Directly across from us are Pinkster and Otis. Pinkster’s in her sixties but only wears pink -- that distinctive neon shade that penetrates eyeballs then causes them to bleed slowly out of their sockets. On Saturday morning at 9:00 Otis snaps open his folding lawn chair. And so begins the weekend. He putters, he paints, he power-washes, he empties and refills the garage, he mows, he trims, he edges, he blows, he plants, he scrubs, he tinkers, he fertilizes, he digs and refills holes. And then he perches upon The Royal Folding Chair of Judgment to oversee the neighborhood, surveying the comings and goings, scrutinizing his neighbors’ efforts, waving to passers by, reigning over his kingdom-let. Late Sunday night he removes the metaphorical white wig of justice and casts off his black vestments of court. Once he has returned his scepter to the broom closet, he carefully folds his throne, and prepares to return to his life as a bowling lane service rep.

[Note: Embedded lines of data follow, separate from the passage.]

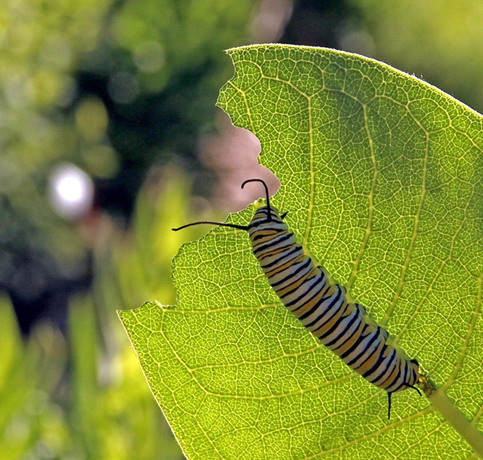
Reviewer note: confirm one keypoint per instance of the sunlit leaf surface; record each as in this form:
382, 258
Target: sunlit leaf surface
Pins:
381, 174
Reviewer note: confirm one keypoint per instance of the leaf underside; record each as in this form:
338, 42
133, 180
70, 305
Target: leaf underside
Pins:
382, 175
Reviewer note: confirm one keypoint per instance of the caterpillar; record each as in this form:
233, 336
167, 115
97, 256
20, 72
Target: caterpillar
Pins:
322, 307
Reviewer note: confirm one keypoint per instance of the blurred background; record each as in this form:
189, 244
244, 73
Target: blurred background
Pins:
109, 137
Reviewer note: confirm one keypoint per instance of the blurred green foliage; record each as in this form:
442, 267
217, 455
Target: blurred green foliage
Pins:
88, 399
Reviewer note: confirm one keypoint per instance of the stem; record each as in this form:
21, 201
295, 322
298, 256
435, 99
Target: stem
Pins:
452, 415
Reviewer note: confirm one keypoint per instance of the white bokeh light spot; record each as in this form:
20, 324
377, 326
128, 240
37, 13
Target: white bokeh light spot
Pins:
71, 191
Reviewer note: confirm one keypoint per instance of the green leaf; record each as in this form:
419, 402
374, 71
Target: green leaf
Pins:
382, 177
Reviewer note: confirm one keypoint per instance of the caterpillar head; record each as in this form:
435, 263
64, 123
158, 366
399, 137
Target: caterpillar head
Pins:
266, 217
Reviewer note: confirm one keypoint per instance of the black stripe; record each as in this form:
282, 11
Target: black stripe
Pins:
322, 286
344, 332
333, 328
305, 288
273, 242
303, 265
378, 362
327, 309
256, 223
353, 348
295, 251
289, 304
377, 375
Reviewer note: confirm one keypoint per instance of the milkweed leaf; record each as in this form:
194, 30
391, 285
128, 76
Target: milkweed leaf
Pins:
382, 175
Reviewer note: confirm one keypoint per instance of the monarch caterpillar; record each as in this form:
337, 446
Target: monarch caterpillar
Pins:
322, 307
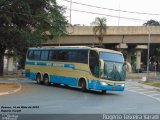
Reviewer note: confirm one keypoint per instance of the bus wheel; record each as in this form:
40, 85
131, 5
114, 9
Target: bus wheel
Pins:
46, 80
103, 91
38, 79
83, 86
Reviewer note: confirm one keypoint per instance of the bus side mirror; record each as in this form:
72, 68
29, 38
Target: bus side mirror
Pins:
101, 67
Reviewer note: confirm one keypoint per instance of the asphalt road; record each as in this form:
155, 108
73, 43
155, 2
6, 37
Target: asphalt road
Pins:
40, 99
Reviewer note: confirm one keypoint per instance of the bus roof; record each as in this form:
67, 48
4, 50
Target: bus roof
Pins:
73, 48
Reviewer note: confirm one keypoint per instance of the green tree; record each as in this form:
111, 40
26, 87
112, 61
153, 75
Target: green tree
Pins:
100, 28
25, 23
151, 23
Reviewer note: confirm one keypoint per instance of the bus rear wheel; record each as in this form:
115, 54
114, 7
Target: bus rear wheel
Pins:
38, 79
46, 80
83, 86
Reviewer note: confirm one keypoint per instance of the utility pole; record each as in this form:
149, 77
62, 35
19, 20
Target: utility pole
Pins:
70, 12
148, 60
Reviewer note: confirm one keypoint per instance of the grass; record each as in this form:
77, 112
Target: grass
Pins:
153, 83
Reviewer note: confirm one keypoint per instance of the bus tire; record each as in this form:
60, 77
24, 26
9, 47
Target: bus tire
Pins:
46, 80
83, 86
38, 79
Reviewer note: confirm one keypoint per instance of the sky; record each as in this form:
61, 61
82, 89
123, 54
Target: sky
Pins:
112, 10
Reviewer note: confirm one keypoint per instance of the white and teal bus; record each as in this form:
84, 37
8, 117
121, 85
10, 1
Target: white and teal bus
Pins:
78, 66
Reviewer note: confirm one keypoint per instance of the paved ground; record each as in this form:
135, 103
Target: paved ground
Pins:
9, 87
40, 99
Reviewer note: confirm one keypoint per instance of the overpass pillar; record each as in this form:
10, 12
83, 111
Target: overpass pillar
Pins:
129, 56
138, 56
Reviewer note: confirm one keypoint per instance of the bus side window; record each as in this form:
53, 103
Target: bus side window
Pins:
94, 63
62, 55
83, 56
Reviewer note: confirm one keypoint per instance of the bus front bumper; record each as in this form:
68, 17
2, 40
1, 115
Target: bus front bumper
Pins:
108, 87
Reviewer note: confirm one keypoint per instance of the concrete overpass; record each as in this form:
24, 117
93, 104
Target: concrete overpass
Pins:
117, 37
82, 35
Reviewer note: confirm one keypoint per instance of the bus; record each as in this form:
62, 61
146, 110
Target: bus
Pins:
83, 67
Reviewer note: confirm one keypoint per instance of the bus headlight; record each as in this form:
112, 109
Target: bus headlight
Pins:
103, 83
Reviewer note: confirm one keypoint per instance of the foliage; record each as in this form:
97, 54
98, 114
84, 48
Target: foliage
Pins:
100, 28
25, 23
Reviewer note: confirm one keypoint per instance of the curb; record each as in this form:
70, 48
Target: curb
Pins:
12, 91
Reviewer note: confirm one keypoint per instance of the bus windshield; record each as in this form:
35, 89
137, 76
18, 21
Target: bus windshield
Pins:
114, 68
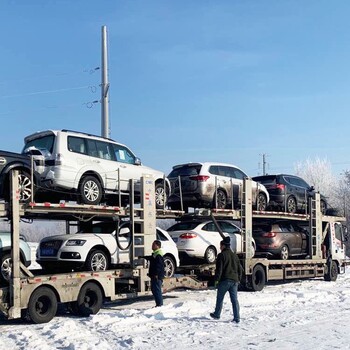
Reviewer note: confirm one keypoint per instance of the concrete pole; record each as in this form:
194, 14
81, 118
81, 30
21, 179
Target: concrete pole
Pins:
104, 88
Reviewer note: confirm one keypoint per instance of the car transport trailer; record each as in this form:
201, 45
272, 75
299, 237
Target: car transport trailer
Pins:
37, 297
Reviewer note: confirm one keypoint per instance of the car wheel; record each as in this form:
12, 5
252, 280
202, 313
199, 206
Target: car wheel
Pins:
284, 253
97, 260
258, 279
42, 306
210, 255
220, 200
169, 266
261, 202
161, 195
90, 190
291, 206
89, 300
25, 187
5, 269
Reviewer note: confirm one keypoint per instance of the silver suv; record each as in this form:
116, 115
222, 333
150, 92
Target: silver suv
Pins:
213, 185
93, 167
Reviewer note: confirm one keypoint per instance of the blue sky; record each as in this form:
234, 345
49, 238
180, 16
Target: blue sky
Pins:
190, 80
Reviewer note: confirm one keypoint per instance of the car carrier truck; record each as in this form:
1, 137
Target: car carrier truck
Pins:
36, 297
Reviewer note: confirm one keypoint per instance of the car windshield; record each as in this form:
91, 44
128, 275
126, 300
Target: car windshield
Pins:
265, 180
180, 226
101, 227
44, 142
185, 170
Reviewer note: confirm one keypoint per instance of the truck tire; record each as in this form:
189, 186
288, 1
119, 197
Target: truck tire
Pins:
42, 306
90, 190
169, 266
332, 271
258, 279
89, 301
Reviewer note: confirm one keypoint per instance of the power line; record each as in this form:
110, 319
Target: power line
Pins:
46, 92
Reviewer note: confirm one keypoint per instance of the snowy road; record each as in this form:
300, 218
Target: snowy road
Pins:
297, 315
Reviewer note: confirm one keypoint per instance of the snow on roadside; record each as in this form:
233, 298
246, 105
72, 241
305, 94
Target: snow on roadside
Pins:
295, 315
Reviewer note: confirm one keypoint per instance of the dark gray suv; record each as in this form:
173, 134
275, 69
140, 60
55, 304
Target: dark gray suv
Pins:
289, 193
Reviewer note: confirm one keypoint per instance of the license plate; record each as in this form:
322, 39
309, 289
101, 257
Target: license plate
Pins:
47, 251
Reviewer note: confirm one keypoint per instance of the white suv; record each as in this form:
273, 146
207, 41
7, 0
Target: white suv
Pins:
214, 185
98, 248
91, 166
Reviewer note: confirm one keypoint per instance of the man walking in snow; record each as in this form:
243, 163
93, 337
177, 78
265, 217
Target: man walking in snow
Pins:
156, 272
227, 276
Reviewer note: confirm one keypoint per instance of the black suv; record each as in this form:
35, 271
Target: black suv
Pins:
289, 193
16, 161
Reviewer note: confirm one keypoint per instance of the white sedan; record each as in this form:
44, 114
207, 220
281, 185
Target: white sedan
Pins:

To our left are The Renters. Our real neighbors moved out a couple of months ago having built a larger house a few miles closer to their jobs. I haven’t met The Renters but their recycling skills fail to indicate great genius. All boxes that are recycled must be completely flattened. Whenever I have tried to sneak a partially flattened box into the yellow bin, I have found it thrown unceremoniously into my front yard by extremely selective waste management dudes. I knew when I checked out their trash that The Renters were in for a rude recycling awakening. Lo and behold, the next evening all their rejected boxes were strewn throughout the street and yards. Damn Renters. But recently the garbage guys have enabled their bad behavior by actually accepting their unsliced boxes. What? WHAT? It’s an outrage. How can they learn proper recycling etiquette if you sanction their bad habits?

And rounding out our little neighborhood is The Halfway House. It was once a family home. But then we noticed that The Wife Whose Name I Never Learned was spending all her time working out and, consequently, losing a ton of weight. I told The Hubs that there’s only one reason a woman suddenly gets into the best shape of her life, and it’s certainly not for her cheerfully overweight but vaguely doltish husband. Shortly after she walked out, he bought a motorcycle and thus became Kawasaki Kenny. The transient inhabitants of The Halfway House don’t last long enough to warrant nicknames except for Kenny’s new girlfriend. She has a Fran Drescher voice, a Harvey Keitel face, and a medically enhanced bod. We call her Rack o’ Lamb.

We have not yet met the couples who will giddily grace our imaginary dinner parties. But we still believe that we’ll find them someday. In the meantime, we’ll continue to create our own entertainment by wondering what dreadful nicknames our neighbors have thrust upon us. The Hubs thinks maybe Ren & Stimpy, John & Yoko, or Abe & Mary Todd. But I think it’s probably more like Homer & Marge, Shrek & Fiona, or Beavis & Butthead. Oh well, I guess we’ll never know for sure.